3 essential Halloween parenting questions asked and answered
Q: How do I know if my young kid is ready for scary content?
A: Different things scare different children; it’s not always possible to predict what will frighten a particular kid. Introducing scary stuff to preschool-age children also is tricky because kids this age can’t readily tell the difference between what’s real and what’s fantasy, so they can be as scared of something pretend as something real.
In general, Common Sense Media recommends avoiding scary programming (including emotional intensity, separations of parents and kids, and parents and kids in peril) for preschool-age kids. When kids do see something that scares them, the best comfort is reassurance that everyone is safe (plus a hug and a favorite toy).
Here are some general guidelines:
Age 0-2: No violence or scary stuff. Also nothing emotionally intense.
Age 2-3: Anything that involves physical or emotional peril or separations of parents and kids (human or animal) can be scary and upsetting. Also avoid emotional intensity, loud/sudden noises, and situations with violence as the only means of conflict resolution.
Age 3-5: Violence may start to be harder to ignore, especially if kids watch cartoons. Avoid shows and movies in which characters use violence to resolve conflict — but if it comes up, talk about alternative ways characters could have solved a problem.
Q: What should I say to my kid about sexy Halloween costumes?
A: Add the word “sexy” to pretty much anything and you have the inspiration for any number of women’s Halloween costumes. Sexy nurse, sexy cop, even sexy Olaf! It’s bad enough that party stores separate kids’ costumes into dated, strict gender roles (policemen for boys, princesses for girls). But when you get a costume catalog, go to the store, or do a Google search, you’re bombarded with the sexed-up versions of getups designed only for women.
At some point, your kids will start to notice that most of the options for women are ridiculously revealing. More than simply explaining that these disguises are for grown-ups, you can take the opportunity to help kids understand the sexy-costume phenomenon, how it sells women short, and how they can reject it and replace it with positive role models who communicate strength, intelligence — or anything else they want to be for Halloween (or in life).
Talk back. You’re not the only parent who’s fed up. Write the company selling this merchandise and give them a piece of your mind. If your kids are old enough, encourage them to write letters.
Find positive role models. From Mayim Bialik to Mother Theresa, there are plenty of female role models for kids to dress up as. In fact, Halloween is a great time to really get into character. Look for inspiration from pop culture, history, books, and video games — the sky’s the limit.
Explain that some industries are behind the times. Just as many Hollywood movies reinforce dated stereotypes, mainstream Halloween costumes stubbornly refuse to see women for anything other than their potential for sexiness. Tell your kids that these ideas are limiting and insulting — and that your family doesn’t agree with them.

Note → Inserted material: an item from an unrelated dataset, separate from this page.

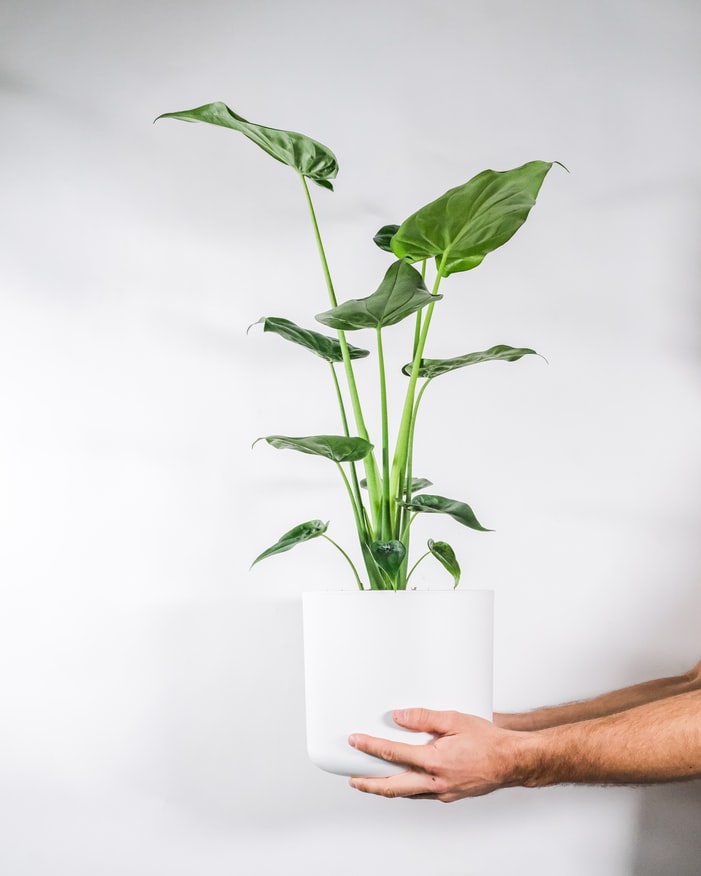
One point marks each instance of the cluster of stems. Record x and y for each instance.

Separate “sex” from “sexism.” Sex between consenting adults is OK. And it’s natural for teens and even tweens to want to experiment with sexuality on a night when anything goes. Make sure older kids understand that you’re complaining about costumes that reduce women to the sum of their parts, not judging people for wanting to wear those costumes. And if your teen wants to be a little daring on Halloween, that’s a different conversation.

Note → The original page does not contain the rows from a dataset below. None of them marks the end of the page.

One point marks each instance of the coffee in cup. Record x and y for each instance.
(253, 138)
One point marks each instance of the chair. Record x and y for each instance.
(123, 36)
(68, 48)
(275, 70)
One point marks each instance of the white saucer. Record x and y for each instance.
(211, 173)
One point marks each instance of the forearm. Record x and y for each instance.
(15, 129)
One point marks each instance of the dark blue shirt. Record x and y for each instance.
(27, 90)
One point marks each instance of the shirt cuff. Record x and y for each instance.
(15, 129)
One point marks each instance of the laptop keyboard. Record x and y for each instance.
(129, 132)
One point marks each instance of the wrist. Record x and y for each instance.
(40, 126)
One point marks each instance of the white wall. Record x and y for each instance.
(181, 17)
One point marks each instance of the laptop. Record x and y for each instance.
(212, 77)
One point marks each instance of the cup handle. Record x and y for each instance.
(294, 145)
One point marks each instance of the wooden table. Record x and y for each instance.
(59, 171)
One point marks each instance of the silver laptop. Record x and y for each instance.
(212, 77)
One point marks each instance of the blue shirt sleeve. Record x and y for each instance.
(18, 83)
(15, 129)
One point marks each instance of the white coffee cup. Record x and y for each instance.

Explain how sex moves products faster. The Halloween selling season is short, about three months. In that time, costume companies need to make as much money as possible. The outrageousness of sexy Halloween costumes helps move merchandise quickly, since many folks choose to go all out on this night of all disguises.
Q: Is it OK to let my teen watch horror movies?
A: Pushing boundaries is a huge part of the movie-going experience for teens, but a lot of what’s marketed to them — for example, psychologically disturbing movies — are too mature. Guide teens toward age-appropriate thrillers and horror flicks or old-school classics (such as Hitchcock films). Follow these guidelines for when your teen wants to see horror movies.
Young teens:
They may be ready to be scared silly. In general, skeletons, monsters, and aliens are OK. Even so, stick to movies that have humor mixed in or those with safe-and-sound endings. Be mindful of blood and gore.
… Or not. Some teens still scare easily. Let your kids know it’s OK to be scared and to tell their friends they’d rather watch something else.
Older teens:
They may be ready for more than you think. Developmentally, teens can handle dramatic and psychological suspense, but kids under 16 still shouldn’t see slasher horrors, especially those that feature kids in dire danger or that have lots of gore.
Mind the messages. Many scary movies now pair horrific graphic violence with sexual situations — not a great combination for kids exploring newfound sexuality. Be sure to talk with them about the content of the movie they’re seeing and the messages it may convey. Check Common Sense Media’s reviews for conversation starters.
Dig into the vault. If you like scary movies too, try introducing your teens to some of the horror and suspense classics. Just make sure any younger siblings are already tucked in bed.